Sinfonie Nr. 1 c‑Moll op. 2

Partitur, hg. von Klaus Martin Kopitz

Rubrik: Noten
Verlag/Label: Dohr, Köln 2009
erschienen in: das Orchester 07-08/2010 , Seite 63

„Nach Franz Schubert’s frühzeit­igem Tod kon­nte kein­er schmer­zlich­er tre­f­fen, als der Burgmüller’s. Anstatt daß das Schick­sal ein­mal in jenen Mit­telmäßigkeit­en dec­imiren sollte, wie sie schaaren­weise herum­lagern, nimmt es uns die besten Feld­her­rental­ente selb­st weg.“
Es war kein Gerin­ger­er als der oft­mals streng urteilende Robert Schu­mann, der so ungeschützt wer­bend für einen jen­er Kom­pon­is­ten ein­trat, die viel zu früh ver­star­ben, ohne dass ein größeres Pub­likum bere­its Notiz von ihrem musikalis­chen Schaf­fen genom­men hätte. Zu diesen gehört auch noch aus heutiger Sicht der in Düs­sel­dorf geborene und in Aachen (ver­mut­lich in der Folge eines epilep­tis­chen Anfalls) ver­stor­bene Nor­bert Burgmüller (1810–1836). Auch wenn er sich allein über die Tonkun­st definierte („Ich war auf Men­schen nicht vor­bere­it­et, ich glaubte nur an Musik“), waren bei seinem Tod zu wenig Werke pub­liziert, kaum etwas im Konz­ert erk­lun­gen, um den Namen Burgmüllers in die Musikgeschichte fest ein­schreiben zu kön­nen. Sein schöpferisches Nach­wirken äußerte sich anders: Erst nach­dem Robert Schu­mann das Frag­ment gebliebene Scher­zo der 2. Sin­fonie vol­len­det hat­te, wagte er sich nach lan­gen Jahren an die Umar­beitung sein­er eige­nen Sin­fonie d‑Moll op. 120 Nr. 4.
Aktuell ist Burgmüllers schmales Œuvre zumin­d­est auf CD weit­ge­hend erre­ich­bar, darunter die bei­den Sin­fonien (just von Frieder Bernius neu einge­spielt), ein Klavierkonz­ert, vier Stre­ichquar­tette, Klavier­musik; ver­grif­f­en ist hinge­gen die von Klaus Mar­tin Kopitz mit Sorgfalt erstellte Biografie (Kleve 1998), die Burgmüller (ein Schüler von Louis Spohr in Kas­sel) als einen wirk­lichen Hoff­nungsträger der neuen roman­tis­chen Schreibart ausweist.

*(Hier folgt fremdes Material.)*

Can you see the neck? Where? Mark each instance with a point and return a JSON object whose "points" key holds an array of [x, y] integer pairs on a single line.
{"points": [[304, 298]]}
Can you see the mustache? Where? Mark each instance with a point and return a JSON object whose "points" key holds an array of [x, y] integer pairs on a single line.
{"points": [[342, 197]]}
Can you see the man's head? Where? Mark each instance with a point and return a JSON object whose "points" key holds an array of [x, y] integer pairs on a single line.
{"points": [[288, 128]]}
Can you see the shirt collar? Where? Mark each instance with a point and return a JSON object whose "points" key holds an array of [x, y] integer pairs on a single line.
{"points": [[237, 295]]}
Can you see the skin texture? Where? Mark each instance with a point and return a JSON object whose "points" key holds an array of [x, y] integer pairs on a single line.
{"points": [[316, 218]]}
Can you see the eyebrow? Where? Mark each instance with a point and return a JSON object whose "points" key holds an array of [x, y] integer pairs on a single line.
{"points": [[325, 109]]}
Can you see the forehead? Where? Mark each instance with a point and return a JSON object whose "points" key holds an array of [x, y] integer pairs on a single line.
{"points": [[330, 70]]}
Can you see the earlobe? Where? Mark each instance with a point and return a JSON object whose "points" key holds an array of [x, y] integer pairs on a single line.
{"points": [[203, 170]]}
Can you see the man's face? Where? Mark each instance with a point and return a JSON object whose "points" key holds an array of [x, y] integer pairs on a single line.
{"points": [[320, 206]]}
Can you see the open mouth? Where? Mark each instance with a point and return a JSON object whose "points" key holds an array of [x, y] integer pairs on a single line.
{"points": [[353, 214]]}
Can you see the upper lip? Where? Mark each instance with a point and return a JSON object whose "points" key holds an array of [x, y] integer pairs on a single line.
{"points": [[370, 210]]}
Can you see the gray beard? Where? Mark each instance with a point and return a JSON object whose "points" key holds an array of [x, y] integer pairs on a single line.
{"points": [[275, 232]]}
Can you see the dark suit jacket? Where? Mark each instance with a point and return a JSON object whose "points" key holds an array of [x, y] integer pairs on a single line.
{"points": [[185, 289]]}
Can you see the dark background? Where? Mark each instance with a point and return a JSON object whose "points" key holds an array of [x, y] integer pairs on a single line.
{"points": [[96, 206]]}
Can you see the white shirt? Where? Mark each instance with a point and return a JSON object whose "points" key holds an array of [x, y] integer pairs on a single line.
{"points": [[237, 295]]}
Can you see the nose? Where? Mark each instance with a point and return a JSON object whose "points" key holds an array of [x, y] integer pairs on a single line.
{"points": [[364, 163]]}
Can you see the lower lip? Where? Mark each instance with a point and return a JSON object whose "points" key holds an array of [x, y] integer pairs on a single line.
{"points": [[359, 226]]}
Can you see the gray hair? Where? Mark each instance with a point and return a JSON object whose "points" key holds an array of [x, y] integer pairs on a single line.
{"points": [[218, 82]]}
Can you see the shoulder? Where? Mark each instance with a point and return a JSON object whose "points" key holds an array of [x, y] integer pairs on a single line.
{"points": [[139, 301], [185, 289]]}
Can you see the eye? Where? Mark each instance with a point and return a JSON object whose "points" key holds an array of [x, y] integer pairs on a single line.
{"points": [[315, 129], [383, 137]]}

Und tat­säch­lich hin­ter­lässt die am 18. Okto­ber 1833 vol­len­dete 1. Sin­fonie den Ein­druck eines höchst orig­inellen „miss­ing link“ zwis­chen den sich radikal wan­del­nden Schreibarten und Stilen. Kein Wun­der also, wenn Schu­mann nach ein­er schon posthu­men Auf­führung im Leipziger Gewand­haus in seinem Tage­buch notiert, es sei „beina­he das bedeu­tend­ste, nobel­ste Werk im Sym­phonieen­fach, das die jün­gere Zeit her­vorge­bracht“. Obwohl 1863 gedruckt, wurde das Werk den­noch kaum gespielt – das aber ist nicht der Kom­po­si­tion anzu­las­ten, son­dern dem im 19. und 20. Jahrhun­dert immer enger wer­den­den Kanon.

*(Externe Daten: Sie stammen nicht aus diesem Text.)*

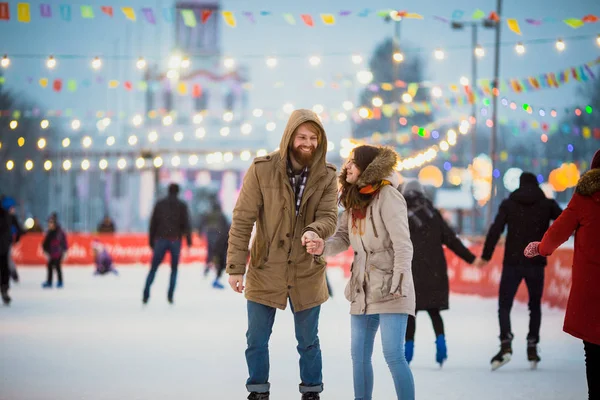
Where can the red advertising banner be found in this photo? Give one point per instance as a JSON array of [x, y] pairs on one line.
[[466, 279]]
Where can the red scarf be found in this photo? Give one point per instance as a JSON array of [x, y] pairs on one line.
[[359, 214]]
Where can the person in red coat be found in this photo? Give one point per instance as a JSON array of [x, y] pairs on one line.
[[582, 317]]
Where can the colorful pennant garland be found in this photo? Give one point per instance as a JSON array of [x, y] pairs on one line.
[[190, 18]]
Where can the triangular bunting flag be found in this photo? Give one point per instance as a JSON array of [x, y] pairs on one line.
[[129, 13], [574, 22], [148, 13], [328, 19], [87, 12], [23, 12], [513, 25], [229, 18], [289, 18], [205, 15], [4, 12], [108, 10], [189, 18], [307, 18], [45, 11]]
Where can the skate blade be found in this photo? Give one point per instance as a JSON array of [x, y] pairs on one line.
[[498, 364], [533, 365]]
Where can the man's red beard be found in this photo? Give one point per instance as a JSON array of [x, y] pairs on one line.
[[304, 159]]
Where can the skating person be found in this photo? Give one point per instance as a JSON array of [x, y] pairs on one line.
[[216, 228], [16, 231], [526, 214], [291, 195], [102, 259], [428, 233], [106, 225], [54, 246], [380, 289], [582, 317], [169, 223], [5, 240]]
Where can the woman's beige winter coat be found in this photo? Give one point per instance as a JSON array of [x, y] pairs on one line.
[[279, 265], [383, 254]]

Mit der vorgelegten Neuaus­gabe in Par­ti­tur und Stim­men (für die das Auto­graf als Haup­tquelle diente) ste­ht nun ein­er Wieder­ent­deck­ung nichts mehr im Weg; die noch pro­fil­iert­ere 2. Sin­fonie soll bald fol­gen, eben­falls im Rah­men der Denkmäler Rheinis­ch­er Musik. Bleibt die Hoff­nung, dass damit nicht nur ein Stro­hfeuer zum 200. Geburt­stag des Kom­pon­is­ten ent­facht wird, son­dern diese in viel­er­lei Hin­sicht bemerkenswerte Musik auch nach­haltig Inter­esse find­et. Burgmüller wäre es jeden­falls zu wün­schen.